1. Data Structures: Foremost, O(N²) had to go. He decided to represent objects as leaves on a binary tree; higher nodes were representing the cluster of objects. The force operating on a particular object can be approximated  by the force exerted by the large clusters. This alone reduced complexity to O(N logN) by a factor of 12.
2. Algorithm Tuning: Initial algorithm has to use tiny time steps to handle the rare case that two particles come closer to one another. Usages of tree-based structure enabled investigation of such rare cases possible independently from time steps. As a result, Andrew doubled the time step size and halved the run time.
3. Data Structure Reorganization: The tree that was representing the initial objects was quite bad in representing the later sets. Reconfiguring the tree at every new step was a bit costly but reduced the number of local calculations and halved the total runtime.
4. Code Tuning: Due to additional numerical accuracy provided by the tree, 64-bit floating point number could be replaced by 32 bit single-precision, halved the runtime. Additionally, profiling the application showed that 98% percent of runtime was being spend in one procedure. Rewriting that procedure in assembly  increased the speed by a factor of 2,5.
5. Hardware Extensions: Moving the program to a similar machine with a floating point accelerator halved the total runtime.

Finally new system was requiring only one day to simulate 10k objects.

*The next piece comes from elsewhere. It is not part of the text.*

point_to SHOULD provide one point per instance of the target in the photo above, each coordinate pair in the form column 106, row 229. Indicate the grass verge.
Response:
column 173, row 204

Most of the work done by Andrew Appel were visible without writing a single line of code. If your inventions don’t rely on the statistical results to be proved, you should be able to make all decisions without writing a single line of code. Being able to predict the system’s response on paper can make you the the one makes the differences.

Even in professional environments, people tend to start coding as soon as possible. Initial design doesn’t only lead you functional mistakes and a program with tones of bugs, but may blind you to see the problem from different aspects and representing data in a different ways to fasten the system. Only good estimators can code good software. Therefore, I’m not interested in which new fancy technologies you know, far more interested if you have a wide range from top to hardware, able to see the bottlenecks and improve them on paper. Then, any developer can write the code.